Exclamation Marks not Question Marks

Although I don’t suspect that these posts will always go in order, I wanted to start with President Nelson’s first talk as an Apostle called appropriately enough Call to the Holy Apostleship

President Nelson apparently did not know about his call until the Saturday of General Conference. This must have been a major shock for him. But he had been prepared for his call through a lifetime of service.

His first talk as an Apostle was brief, but two themes stood out to me. The first is at the heart of Sister Nelson’s invitation and the origin for this project:

“I have implicit faith in the Lord and in His prophets. I have learned not to put question marks but to use exclamation points when calls are issued through inspired channels of priesthood government.”

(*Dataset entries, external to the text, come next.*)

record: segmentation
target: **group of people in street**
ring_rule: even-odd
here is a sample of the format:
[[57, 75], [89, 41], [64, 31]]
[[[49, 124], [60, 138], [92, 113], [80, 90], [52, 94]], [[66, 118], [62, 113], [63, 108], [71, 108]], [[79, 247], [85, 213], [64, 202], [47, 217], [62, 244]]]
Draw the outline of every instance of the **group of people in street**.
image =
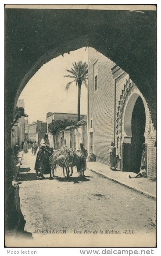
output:
[[[23, 145], [22, 145], [23, 144]], [[27, 140], [23, 141], [21, 146], [24, 150], [24, 152], [27, 153], [29, 152], [29, 146]], [[129, 175], [130, 178], [147, 178], [147, 172], [146, 170], [146, 156], [145, 156], [145, 143], [143, 145], [143, 152], [141, 157], [141, 162], [140, 165], [140, 171], [136, 176], [132, 177]], [[18, 146], [16, 145], [14, 147], [14, 155], [17, 156], [18, 149]], [[36, 154], [36, 152], [38, 149], [38, 145], [36, 141], [35, 141], [32, 145], [32, 152], [34, 155]], [[84, 148], [83, 143], [80, 143], [80, 150], [84, 154], [86, 159], [87, 158], [88, 153], [87, 149]], [[37, 152], [36, 159], [35, 165], [35, 170], [36, 171], [37, 175], [38, 178], [43, 178], [43, 174], [51, 174], [51, 167], [50, 164], [49, 158], [52, 155], [53, 152], [53, 148], [50, 148], [50, 142], [48, 140], [48, 135], [47, 134], [45, 134], [44, 137], [42, 139], [39, 148]], [[109, 150], [110, 156], [109, 163], [110, 164], [110, 168], [111, 170], [116, 170], [116, 167], [118, 162], [121, 159], [119, 150], [117, 147], [114, 145], [114, 142], [111, 144], [111, 147]], [[88, 157], [88, 160], [89, 162], [96, 162], [96, 156], [93, 152], [90, 152]], [[86, 169], [86, 165], [83, 171]]]

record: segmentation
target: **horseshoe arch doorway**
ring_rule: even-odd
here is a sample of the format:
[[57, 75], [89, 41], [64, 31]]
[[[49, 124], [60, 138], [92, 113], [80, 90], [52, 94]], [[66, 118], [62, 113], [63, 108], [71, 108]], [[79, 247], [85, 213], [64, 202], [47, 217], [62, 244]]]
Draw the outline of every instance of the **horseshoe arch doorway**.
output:
[[145, 126], [144, 104], [140, 96], [135, 93], [129, 99], [125, 113], [124, 130], [127, 137], [123, 143], [123, 171], [139, 172]]

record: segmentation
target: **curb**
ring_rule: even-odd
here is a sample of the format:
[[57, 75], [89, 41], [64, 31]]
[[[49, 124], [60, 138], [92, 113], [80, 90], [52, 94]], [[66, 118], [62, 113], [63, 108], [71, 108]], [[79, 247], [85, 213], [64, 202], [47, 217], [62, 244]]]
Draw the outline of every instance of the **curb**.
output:
[[156, 197], [155, 197], [154, 196], [153, 196], [152, 195], [151, 195], [149, 193], [148, 193], [147, 192], [145, 192], [142, 191], [140, 189], [133, 188], [131, 186], [129, 186], [129, 185], [128, 185], [124, 183], [123, 183], [122, 182], [116, 180], [116, 179], [112, 178], [112, 177], [111, 177], [109, 176], [107, 176], [106, 174], [104, 174], [104, 173], [101, 173], [98, 171], [95, 171], [95, 170], [93, 170], [92, 169], [91, 169], [88, 167], [87, 167], [87, 169], [89, 171], [93, 171], [93, 172], [94, 172], [95, 173], [96, 173], [97, 174], [98, 174], [100, 176], [101, 176], [102, 177], [105, 178], [106, 178], [110, 180], [111, 180], [113, 182], [116, 182], [119, 184], [120, 184], [121, 185], [124, 186], [125, 187], [126, 187], [126, 188], [128, 188], [128, 189], [130, 189], [134, 190], [134, 191], [136, 191], [136, 192], [140, 193], [140, 194], [142, 194], [142, 195], [144, 195], [144, 196], [145, 196], [146, 197], [148, 197], [149, 198], [151, 198], [151, 199], [153, 199], [153, 200], [157, 200], [157, 198]]

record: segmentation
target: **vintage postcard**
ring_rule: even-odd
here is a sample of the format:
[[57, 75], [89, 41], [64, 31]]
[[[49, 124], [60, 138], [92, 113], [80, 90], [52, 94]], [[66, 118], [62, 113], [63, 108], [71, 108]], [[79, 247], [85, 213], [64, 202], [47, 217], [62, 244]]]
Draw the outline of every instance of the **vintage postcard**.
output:
[[156, 14], [5, 5], [6, 247], [156, 247]]

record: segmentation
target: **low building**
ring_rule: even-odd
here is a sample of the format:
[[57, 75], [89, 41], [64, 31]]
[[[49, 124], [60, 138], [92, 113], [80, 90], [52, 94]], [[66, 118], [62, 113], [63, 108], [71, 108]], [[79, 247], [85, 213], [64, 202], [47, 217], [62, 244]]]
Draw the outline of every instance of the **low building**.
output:
[[54, 136], [55, 148], [66, 146], [78, 150], [80, 144], [83, 143], [85, 148], [87, 147], [87, 116], [78, 122], [75, 126], [67, 126], [65, 129], [57, 133]]
[[47, 133], [47, 122], [37, 120], [28, 126], [28, 140], [32, 141], [36, 141], [39, 145], [41, 139]]
[[[82, 120], [84, 119], [85, 118], [86, 118], [86, 115], [80, 115], [80, 119]], [[71, 114], [71, 113], [57, 113], [57, 112], [54, 112], [54, 113], [51, 113], [51, 112], [48, 112], [47, 113], [47, 129], [48, 130], [48, 125], [52, 122], [53, 120], [64, 120], [67, 119], [68, 121], [73, 121], [75, 122], [77, 121], [78, 119], [78, 115], [76, 114]], [[72, 135], [71, 132], [71, 139], [69, 139], [69, 141], [71, 141], [70, 143], [68, 141], [68, 136], [67, 137], [67, 134], [70, 135], [70, 132], [69, 132], [68, 130], [65, 130], [63, 131], [63, 132], [64, 132], [65, 133], [61, 134], [60, 135], [59, 134], [56, 134], [56, 135], [53, 136], [51, 133], [50, 131], [48, 131], [48, 137], [49, 137], [49, 140], [50, 143], [50, 145], [51, 147], [53, 147], [54, 149], [59, 148], [61, 145], [64, 145], [65, 143], [67, 143], [67, 145], [69, 145], [70, 144], [74, 146], [74, 135]], [[61, 132], [62, 133], [63, 132]], [[64, 136], [66, 138], [64, 138]], [[70, 141], [72, 140], [72, 142]]]

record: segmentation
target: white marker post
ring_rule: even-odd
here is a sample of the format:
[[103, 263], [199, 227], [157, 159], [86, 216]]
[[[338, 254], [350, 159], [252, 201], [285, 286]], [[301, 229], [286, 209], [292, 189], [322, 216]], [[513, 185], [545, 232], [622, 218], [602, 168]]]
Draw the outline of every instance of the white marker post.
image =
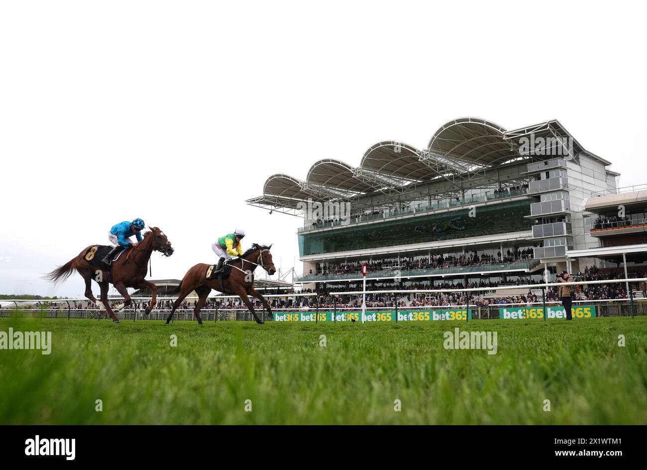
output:
[[362, 277], [364, 278], [364, 289], [362, 292], [362, 322], [366, 321], [366, 263], [362, 264]]

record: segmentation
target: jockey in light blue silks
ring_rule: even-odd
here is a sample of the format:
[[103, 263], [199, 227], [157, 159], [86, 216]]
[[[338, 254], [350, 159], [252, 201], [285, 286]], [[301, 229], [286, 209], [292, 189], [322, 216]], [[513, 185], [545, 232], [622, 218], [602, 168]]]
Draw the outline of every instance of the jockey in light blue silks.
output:
[[[108, 235], [108, 240], [115, 246], [102, 261], [105, 264], [110, 264], [113, 261], [113, 256], [123, 248], [137, 246], [138, 243], [142, 240], [142, 234], [140, 232], [144, 230], [144, 227], [146, 225], [141, 219], [135, 219], [132, 222], [126, 220], [113, 225]], [[137, 238], [137, 241], [134, 243], [129, 240], [133, 235]]]

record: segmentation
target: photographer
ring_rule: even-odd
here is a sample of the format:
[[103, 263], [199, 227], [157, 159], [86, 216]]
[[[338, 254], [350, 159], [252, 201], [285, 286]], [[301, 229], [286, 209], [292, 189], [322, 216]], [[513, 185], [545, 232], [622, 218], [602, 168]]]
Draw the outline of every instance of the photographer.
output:
[[[562, 271], [561, 274], [558, 274], [555, 278], [555, 282], [574, 282], [575, 280], [571, 277], [567, 271]], [[573, 285], [560, 285], [557, 287], [557, 297], [562, 299], [562, 305], [564, 306], [566, 312], [566, 319], [573, 320], [573, 314], [571, 311], [571, 307], [573, 305], [573, 298], [571, 295], [573, 291]]]

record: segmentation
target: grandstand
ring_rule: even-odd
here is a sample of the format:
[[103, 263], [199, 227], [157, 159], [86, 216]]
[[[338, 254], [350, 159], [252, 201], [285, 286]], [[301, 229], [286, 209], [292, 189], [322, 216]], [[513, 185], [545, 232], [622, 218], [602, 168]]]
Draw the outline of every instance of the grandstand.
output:
[[[424, 150], [383, 141], [356, 166], [272, 175], [247, 203], [303, 218], [306, 289], [361, 290], [363, 263], [367, 290], [513, 289], [563, 269], [644, 271], [647, 191], [622, 192], [610, 165], [557, 120], [507, 130], [463, 118]], [[613, 218], [619, 204], [628, 220]]]

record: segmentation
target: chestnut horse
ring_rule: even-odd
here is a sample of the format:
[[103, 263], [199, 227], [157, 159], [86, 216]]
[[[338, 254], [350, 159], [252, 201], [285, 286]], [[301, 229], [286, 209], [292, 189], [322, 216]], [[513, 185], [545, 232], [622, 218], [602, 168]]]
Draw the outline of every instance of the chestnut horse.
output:
[[126, 249], [118, 260], [113, 262], [109, 272], [97, 269], [96, 266], [91, 265], [86, 260], [88, 251], [94, 247], [94, 245], [90, 245], [83, 249], [78, 256], [47, 274], [45, 278], [53, 282], [63, 282], [76, 269], [85, 281], [85, 297], [93, 302], [98, 304], [92, 294], [91, 280], [94, 279], [101, 288], [101, 303], [115, 323], [119, 322], [119, 319], [113, 312], [108, 302], [108, 288], [110, 287], [110, 284], [112, 283], [115, 289], [124, 297], [124, 306], [120, 309], [131, 304], [131, 298], [128, 295], [126, 287], [138, 289], [150, 287], [153, 291], [153, 298], [144, 311], [146, 315], [148, 315], [155, 304], [155, 298], [157, 296], [157, 286], [144, 279], [148, 269], [148, 260], [153, 251], [161, 251], [165, 256], [170, 256], [173, 252], [173, 249], [171, 247], [171, 242], [161, 230], [157, 227], [149, 229], [150, 231], [144, 234], [141, 243], [137, 247]]
[[[173, 318], [173, 314], [184, 298], [186, 297], [192, 291], [195, 291], [198, 295], [198, 301], [195, 304], [193, 309], [193, 315], [195, 319], [198, 320], [199, 324], [202, 324], [202, 319], [200, 318], [200, 311], [204, 306], [206, 302], [207, 296], [211, 292], [211, 289], [222, 292], [223, 294], [236, 295], [243, 299], [243, 303], [252, 312], [256, 323], [265, 323], [262, 319], [258, 317], [256, 312], [254, 311], [252, 302], [249, 301], [249, 296], [256, 297], [263, 303], [264, 308], [267, 309], [267, 313], [271, 317], [272, 309], [270, 304], [263, 298], [263, 296], [258, 293], [254, 288], [254, 270], [256, 267], [260, 266], [271, 276], [276, 272], [274, 263], [272, 261], [272, 254], [270, 253], [270, 245], [266, 247], [262, 245], [254, 243], [252, 247], [238, 257], [237, 259], [232, 260], [230, 263], [225, 265], [230, 266], [231, 273], [229, 276], [223, 280], [223, 285], [220, 285], [220, 281], [216, 277], [214, 279], [208, 279], [208, 273], [210, 273], [211, 265], [201, 263], [193, 266], [189, 269], [184, 274], [184, 278], [180, 283], [175, 291], [171, 293], [180, 293], [179, 297], [173, 303], [173, 310], [171, 314], [166, 319], [166, 324], [170, 322]], [[250, 269], [251, 268], [251, 269]]]

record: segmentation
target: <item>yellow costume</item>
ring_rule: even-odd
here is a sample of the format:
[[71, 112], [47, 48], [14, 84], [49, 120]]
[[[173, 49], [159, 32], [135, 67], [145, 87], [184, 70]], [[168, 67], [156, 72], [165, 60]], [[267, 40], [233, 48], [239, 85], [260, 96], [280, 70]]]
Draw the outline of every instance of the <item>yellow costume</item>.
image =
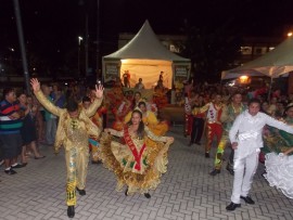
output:
[[[169, 143], [166, 137], [154, 135], [144, 127], [144, 138], [139, 139], [128, 133], [128, 126], [115, 131], [115, 137], [124, 137], [126, 144], [112, 140], [103, 133], [101, 138], [101, 157], [104, 166], [117, 178], [116, 190], [128, 186], [128, 194], [148, 193], [160, 184], [162, 173], [167, 171], [167, 151]], [[151, 141], [152, 140], [152, 141]]]
[[[127, 124], [131, 119], [132, 112], [129, 112], [124, 119], [124, 122]], [[146, 111], [142, 114], [143, 124], [155, 134], [155, 135], [165, 135], [168, 131], [169, 126], [166, 121], [158, 121], [155, 114], [151, 111]]]
[[35, 92], [38, 101], [52, 114], [59, 116], [54, 148], [58, 153], [63, 145], [67, 167], [67, 206], [76, 205], [76, 187], [84, 190], [86, 185], [89, 160], [89, 137], [98, 138], [101, 130], [89, 117], [93, 116], [101, 105], [102, 99], [95, 99], [88, 109], [79, 107], [79, 116], [71, 118], [67, 109], [56, 107], [41, 91]]

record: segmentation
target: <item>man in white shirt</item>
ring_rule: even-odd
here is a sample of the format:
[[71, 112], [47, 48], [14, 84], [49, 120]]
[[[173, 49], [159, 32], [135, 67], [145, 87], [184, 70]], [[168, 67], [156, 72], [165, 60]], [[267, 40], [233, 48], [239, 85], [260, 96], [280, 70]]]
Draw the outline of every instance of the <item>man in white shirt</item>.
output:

For President Nelson these were not idle words. Anyone who has studied his life would be aware of countless instances where he followed the advice and counsel of the Lord’s Prophet and Apostles, from choosing to stay in Utah rather than to pursue a lucrative and prestigious position at the University of Chicago, to learning Mandarin based on a prompting that he received from a talk by President Kimball about the need for members to learn more about the Chinese people and language. President Nelson has throughout his life truly exemplified his invitation to put exclamation marks rather than question marks after what a prophet teaches.

How often do I put question marks up rather than exclamation marks? How often do I look for excuses not to do what I am taught? How often do I think that I am the exception to the rule? How often do I put off or forget about a prompting I have received while listening to the Prophet or one of the Apostles. Looking at the life of President Nelson makes me want to recommit myself to not just listening but to hearkening and doing.

On a related note, I love what President Nelson declared: “Today, I reaffirm that promise, to give all I have to the building of the kingdom of God on the earth. In accepting this call, knowing that challenges, charges, and keys will be conferred and that buffetings will likewise come, I commit my effort, my energy, and my all.”

Watching him still serving the Lord decades later as his Prophet inspires me to want to serve with all my heart, might, mind, and strength. How often do I withold “my effort, my energy, and my all?” How often do I go through the motions on preparing a lesson or in ministering or in parenting? I want to be whole souled dedicated to building the Kingdom of God in myself, my family, my Ward, and my community.